The TECS corporate newsletter confirms that children with few options are pulled from school. Some are "coaxed from the poverty-stricken homes to work in order to keep body and soul together. They are exposed to hazardous environments where they work long hours and do jobs not befitting their ages and they are often beaten and abused."

That was the fate of 16-year-old Ekari Maliwasa, who says she has just returned to her village in the south of Malawi after working for five years in the tobacco estates in the northern part of the country.

"My parents took me with them to work in the tobacco estates in the north [when I was 11] and I only escaped back to my village two months ago after realising that I was being abused. I am now staying with my elderly grandmother", says Maliwasa.

She says the estate manager beat her whenever he found her resting from the hard work in the tobacco fields. Maliwasa also went without food or drink for long hours and was not allowed to take a break until she had worked for five hours.

Enforcement lacking

Maliwasa's treatment, like that endured by many of Malawi's child labourers, violated not only international standards but also legally binding treaties. Malawi is a signatory to a number of conventions against child labour including the 1973 International Labor Organization Convention 138 that sets a minimum working age of 18, and the 1999 ILO Convention 182 that outlaws child labour.

The country also ratified the 1989 UN Convention on the Rights of the Child. (The ILO has set 2016 as the deadline for countries around the world to eliminate the worst forms of child labour.)

Child labour cannot be ended overnight says TECS executive director Bobby Maynard. "You can manage the supply chain to a certain degree but you can't control it fully", he says. "The problem is that over 80 percent of tobacco is grown with no contracts from the tobacco companies — as such it is difficult to intervene directly."

Tobacco companies note that they are involved in policing child labour violations at estates where they have direct control, and that they subscribe to Good Agricultural Practices, whose first principle is "no child labour".

Their results in curbing the practice, however, have not been impressive.

Relying on British American Tobacco's own internal documents, the University of California study found that, "rather than actively and responsibly working to solve the problem of child labor in growing tobacco, the company acted to co-opt the issue to present themselves over as a 'socially responsible corporation' by releasing a policy statement claiming the company's commitment to end harmful child labor practices, holding a global child labor conference with trade unions and other key stakeholders, and contributing nominal sums of money for development projects largely unrelated to efforts to end child labor."

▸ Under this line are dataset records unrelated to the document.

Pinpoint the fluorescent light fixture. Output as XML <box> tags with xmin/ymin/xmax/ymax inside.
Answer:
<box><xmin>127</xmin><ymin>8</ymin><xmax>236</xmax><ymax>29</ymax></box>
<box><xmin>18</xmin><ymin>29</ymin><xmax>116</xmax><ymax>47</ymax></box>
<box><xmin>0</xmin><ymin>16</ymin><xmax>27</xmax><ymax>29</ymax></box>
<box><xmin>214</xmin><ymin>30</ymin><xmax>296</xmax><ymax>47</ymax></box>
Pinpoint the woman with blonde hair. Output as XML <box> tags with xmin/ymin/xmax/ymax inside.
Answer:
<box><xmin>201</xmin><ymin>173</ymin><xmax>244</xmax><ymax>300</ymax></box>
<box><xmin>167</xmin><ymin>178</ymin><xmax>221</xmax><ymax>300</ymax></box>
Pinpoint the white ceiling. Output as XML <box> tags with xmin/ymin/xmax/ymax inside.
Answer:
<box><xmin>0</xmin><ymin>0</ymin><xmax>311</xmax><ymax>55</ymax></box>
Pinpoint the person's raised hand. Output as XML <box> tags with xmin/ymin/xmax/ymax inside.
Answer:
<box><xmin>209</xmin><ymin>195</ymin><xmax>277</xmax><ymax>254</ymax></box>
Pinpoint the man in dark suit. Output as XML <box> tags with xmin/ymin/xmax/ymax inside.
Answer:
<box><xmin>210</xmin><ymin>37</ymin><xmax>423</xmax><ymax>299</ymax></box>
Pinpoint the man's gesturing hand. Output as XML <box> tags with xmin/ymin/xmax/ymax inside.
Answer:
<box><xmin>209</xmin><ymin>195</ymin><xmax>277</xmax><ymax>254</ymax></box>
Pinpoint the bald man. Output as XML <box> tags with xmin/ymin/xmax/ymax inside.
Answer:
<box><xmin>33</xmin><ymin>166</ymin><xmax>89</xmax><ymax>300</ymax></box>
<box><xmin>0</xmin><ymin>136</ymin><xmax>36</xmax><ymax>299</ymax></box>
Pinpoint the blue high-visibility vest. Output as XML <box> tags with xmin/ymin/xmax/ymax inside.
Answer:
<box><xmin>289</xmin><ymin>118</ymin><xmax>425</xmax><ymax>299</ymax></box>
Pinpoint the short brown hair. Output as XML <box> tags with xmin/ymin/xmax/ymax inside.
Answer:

International agencies are also involved. Kusali Kubwalo, communications officer for UNICEF Malawi, said the United Nations has joined Malawi's government and several non-governmental organisations to fight the problem from several fronts.

A national "Stop child abuse campaign" aims to break the silence shrouding all forms of child abuse, including child labour.

"The campaign aims to mobilise leadership and a commitment at all levels to prevent and respond to all forms of abuse", says Kubwalo. "Violations of children's rights take place every day in Malawi and are extensive, under-recognised and under-reported."

She insists that Malawi, as a signatory to the 1989 UN Convention on the Rights of the Child, is obligated to respect, protect, facilitate and promote the fulfilment of the rights it guarantees.

"This instrument must therefore be translated into concrete legislation, interventions and development programs", says Kubwalo. "Ratification alone is not enough."